Application européenne contemporaine
Notons que "le mode" "pensée unique" est souvent appliqué lorsqu’on parle de l’Union Européenne, par exemple, de la présidence instituée par le Traité de Lisbonne ou du Traité Constitutionnel Européen. Sans doute un rappel de l’ancien "Acte unique européen" mis en application le 1er janvier 1993 et qui fut le thème de campagne de grands partis gouvernementaux lors de l’élection présidentielle de 1988. C'est le cas des deux derniers traités européens qui ont pour but d'assainir la zone euro.

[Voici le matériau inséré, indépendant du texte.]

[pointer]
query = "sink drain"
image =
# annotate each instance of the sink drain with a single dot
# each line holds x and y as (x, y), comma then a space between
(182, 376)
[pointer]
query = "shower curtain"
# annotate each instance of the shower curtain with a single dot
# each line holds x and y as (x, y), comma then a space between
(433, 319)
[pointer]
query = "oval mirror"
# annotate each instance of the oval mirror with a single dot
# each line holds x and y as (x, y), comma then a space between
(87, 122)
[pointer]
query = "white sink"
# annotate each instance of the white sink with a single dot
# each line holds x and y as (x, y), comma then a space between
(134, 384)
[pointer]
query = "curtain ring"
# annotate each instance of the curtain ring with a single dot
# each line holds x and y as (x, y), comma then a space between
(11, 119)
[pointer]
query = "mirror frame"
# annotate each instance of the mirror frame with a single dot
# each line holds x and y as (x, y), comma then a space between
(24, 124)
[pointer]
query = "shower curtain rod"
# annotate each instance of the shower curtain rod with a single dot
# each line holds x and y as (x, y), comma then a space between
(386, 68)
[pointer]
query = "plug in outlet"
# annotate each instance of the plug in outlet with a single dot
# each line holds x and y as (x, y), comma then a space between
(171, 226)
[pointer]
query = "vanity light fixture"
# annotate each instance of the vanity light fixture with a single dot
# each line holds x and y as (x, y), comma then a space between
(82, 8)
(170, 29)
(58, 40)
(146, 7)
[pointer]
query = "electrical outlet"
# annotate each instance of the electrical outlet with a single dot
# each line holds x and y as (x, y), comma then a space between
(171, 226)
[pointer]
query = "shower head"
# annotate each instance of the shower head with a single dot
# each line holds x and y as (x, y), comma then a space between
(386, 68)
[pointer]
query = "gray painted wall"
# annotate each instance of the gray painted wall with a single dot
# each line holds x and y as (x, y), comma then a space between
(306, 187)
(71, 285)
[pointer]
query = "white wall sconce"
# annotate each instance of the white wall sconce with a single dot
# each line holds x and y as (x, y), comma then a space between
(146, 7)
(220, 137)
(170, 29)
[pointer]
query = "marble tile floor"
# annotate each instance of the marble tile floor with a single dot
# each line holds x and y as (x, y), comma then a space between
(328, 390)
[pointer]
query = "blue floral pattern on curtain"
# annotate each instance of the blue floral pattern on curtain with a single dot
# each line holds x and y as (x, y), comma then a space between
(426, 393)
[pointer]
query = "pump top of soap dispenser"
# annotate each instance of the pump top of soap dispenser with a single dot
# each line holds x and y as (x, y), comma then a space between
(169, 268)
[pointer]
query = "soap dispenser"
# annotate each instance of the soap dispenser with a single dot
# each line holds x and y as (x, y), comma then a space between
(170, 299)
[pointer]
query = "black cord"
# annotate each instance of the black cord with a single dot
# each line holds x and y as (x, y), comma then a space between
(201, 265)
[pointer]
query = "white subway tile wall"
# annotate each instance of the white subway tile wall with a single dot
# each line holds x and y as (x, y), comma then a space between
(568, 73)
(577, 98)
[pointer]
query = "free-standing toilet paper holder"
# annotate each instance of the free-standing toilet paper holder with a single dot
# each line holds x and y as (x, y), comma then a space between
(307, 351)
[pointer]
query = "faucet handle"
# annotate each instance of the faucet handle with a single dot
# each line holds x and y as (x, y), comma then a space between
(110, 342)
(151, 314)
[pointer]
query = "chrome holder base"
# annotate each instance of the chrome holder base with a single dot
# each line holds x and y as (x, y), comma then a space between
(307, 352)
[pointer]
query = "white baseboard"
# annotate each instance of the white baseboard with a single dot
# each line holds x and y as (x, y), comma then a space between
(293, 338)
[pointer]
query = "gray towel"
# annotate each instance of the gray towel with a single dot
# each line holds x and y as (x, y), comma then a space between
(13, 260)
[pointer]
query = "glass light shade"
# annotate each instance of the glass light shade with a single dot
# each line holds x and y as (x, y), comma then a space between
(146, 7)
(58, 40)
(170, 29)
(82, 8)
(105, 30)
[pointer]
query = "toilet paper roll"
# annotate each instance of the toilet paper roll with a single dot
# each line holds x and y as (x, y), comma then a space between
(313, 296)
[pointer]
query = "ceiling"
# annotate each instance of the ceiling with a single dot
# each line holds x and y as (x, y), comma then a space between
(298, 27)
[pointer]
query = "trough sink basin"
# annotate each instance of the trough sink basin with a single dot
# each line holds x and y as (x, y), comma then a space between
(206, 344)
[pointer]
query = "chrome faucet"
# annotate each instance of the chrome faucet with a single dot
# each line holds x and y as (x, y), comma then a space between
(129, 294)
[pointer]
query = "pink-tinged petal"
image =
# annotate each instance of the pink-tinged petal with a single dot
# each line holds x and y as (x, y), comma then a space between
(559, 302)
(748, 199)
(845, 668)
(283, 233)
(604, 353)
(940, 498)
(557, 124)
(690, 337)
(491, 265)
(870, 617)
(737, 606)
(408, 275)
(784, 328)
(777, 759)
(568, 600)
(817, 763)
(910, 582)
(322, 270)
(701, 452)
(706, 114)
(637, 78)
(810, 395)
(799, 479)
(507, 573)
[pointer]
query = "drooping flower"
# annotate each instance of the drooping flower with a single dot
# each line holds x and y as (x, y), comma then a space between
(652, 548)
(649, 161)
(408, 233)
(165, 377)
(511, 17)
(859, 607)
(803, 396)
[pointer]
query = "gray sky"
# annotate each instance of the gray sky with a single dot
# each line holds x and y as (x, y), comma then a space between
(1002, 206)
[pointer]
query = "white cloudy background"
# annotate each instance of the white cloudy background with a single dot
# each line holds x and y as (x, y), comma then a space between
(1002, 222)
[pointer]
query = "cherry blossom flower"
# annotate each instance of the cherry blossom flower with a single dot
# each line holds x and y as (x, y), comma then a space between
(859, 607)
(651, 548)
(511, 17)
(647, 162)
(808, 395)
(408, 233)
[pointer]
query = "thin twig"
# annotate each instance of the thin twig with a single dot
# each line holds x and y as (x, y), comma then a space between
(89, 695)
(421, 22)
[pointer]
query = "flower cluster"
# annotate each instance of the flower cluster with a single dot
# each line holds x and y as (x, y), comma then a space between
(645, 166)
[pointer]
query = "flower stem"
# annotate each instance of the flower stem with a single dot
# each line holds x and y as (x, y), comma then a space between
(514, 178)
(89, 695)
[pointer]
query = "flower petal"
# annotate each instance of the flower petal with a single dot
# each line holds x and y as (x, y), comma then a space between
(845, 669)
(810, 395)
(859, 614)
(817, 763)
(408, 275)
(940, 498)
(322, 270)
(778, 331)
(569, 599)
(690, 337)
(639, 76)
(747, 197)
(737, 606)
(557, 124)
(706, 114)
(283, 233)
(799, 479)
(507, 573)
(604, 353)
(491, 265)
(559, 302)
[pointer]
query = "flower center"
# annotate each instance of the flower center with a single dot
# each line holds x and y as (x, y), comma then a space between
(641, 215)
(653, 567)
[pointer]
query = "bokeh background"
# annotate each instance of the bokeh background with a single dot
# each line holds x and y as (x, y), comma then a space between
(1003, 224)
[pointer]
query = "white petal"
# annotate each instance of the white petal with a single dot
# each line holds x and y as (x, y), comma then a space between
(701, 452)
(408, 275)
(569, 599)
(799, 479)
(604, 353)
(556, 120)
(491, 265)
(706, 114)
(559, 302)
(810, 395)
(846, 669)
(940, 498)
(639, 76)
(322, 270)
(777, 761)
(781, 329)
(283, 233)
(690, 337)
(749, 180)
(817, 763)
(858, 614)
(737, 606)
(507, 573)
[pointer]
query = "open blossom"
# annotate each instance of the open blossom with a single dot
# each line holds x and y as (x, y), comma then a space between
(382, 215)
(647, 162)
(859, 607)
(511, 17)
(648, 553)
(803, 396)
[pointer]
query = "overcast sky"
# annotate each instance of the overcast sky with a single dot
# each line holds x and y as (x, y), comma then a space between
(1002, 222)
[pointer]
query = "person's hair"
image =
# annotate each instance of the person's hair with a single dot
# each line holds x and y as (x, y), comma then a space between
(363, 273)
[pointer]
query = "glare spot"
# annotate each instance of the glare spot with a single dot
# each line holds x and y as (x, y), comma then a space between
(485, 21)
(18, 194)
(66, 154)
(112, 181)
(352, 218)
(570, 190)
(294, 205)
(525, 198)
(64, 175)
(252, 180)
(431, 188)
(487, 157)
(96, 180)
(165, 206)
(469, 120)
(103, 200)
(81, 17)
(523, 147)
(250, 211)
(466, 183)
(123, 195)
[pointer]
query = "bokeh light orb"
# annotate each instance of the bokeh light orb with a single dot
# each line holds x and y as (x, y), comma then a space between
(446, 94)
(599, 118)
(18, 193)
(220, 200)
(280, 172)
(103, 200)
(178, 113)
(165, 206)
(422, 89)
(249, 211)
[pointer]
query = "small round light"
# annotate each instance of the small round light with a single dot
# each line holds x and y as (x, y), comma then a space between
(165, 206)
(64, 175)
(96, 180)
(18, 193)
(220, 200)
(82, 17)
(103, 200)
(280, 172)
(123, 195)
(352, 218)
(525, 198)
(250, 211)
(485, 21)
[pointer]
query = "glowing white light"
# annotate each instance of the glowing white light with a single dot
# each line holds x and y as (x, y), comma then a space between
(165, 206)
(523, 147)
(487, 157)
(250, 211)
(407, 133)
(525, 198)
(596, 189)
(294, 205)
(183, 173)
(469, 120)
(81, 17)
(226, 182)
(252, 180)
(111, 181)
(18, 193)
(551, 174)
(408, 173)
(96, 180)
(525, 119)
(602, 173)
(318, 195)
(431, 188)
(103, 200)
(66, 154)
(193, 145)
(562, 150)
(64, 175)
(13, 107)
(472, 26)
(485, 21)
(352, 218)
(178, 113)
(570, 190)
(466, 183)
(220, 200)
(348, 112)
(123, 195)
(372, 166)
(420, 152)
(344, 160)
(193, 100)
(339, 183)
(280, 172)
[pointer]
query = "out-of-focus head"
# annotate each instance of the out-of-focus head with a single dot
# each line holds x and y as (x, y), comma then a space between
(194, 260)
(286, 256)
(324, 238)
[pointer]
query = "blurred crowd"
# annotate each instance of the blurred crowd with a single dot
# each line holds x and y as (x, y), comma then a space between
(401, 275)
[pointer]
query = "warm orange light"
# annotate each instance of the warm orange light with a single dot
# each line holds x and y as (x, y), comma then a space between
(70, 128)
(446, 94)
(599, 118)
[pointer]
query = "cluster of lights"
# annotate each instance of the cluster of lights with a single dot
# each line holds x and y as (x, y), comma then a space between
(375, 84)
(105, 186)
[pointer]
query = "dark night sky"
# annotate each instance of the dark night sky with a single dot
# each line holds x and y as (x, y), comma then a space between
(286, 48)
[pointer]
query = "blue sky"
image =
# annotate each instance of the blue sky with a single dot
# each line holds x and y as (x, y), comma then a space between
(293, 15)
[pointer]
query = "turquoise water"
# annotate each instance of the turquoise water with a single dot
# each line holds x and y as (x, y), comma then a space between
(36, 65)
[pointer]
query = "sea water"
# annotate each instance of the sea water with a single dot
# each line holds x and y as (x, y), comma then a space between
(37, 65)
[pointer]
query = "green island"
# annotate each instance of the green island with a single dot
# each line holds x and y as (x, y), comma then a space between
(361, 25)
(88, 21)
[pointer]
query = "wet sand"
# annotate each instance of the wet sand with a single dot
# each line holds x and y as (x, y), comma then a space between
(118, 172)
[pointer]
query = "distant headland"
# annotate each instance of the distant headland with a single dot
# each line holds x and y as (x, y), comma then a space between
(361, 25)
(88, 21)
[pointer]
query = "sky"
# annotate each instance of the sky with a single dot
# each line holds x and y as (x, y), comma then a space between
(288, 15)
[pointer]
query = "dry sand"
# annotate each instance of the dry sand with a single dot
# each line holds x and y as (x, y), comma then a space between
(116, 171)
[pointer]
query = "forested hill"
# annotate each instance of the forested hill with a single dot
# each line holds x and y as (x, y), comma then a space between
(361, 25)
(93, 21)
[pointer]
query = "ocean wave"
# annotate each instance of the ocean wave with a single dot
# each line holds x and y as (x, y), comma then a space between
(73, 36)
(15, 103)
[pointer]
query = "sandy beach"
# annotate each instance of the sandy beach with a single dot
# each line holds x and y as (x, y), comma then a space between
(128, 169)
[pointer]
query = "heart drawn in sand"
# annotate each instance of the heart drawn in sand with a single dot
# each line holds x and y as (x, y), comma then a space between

C’est oublier que cette "pensée unique" était justement le résultat incertain d’une négociation où chacun des vingt-sept pays européens avait droit de veto, avait possibilité de la faire échouer. Au contraire, s’il y a bien une pensée "collective", une pensée "multiple", ce fut celle qui a construit le Traité de Lisbonne, une pensée faite de compromis, de concessions, de corrections, de révisions, et surtout, de respect des intérêts de chacun.
Pensée à sens unique
Qu’en conclure de tout cela ? Que l’argument de la "pensée unique" est jeté à la figure de son interlocuteur surtout quand on se croit minoritaire. C’est un bon moyen de renverser les rôles et de se croire au-dessus des autres. Car c’est la motivation première, celle qu’on retrouvera aussi chez tous les "conspirationnistes" : avoir "la connaissance" et ne pas penser comme "ces moutons", penser "intelligemment", "singulièrement", au risque de tomber dans un autre forme de conformisme et de crédulité (cf la grippe A, par exemple, qui a tué bien plus que les contempteurs des vaccins ne le prédisaient de manière très irresponsable).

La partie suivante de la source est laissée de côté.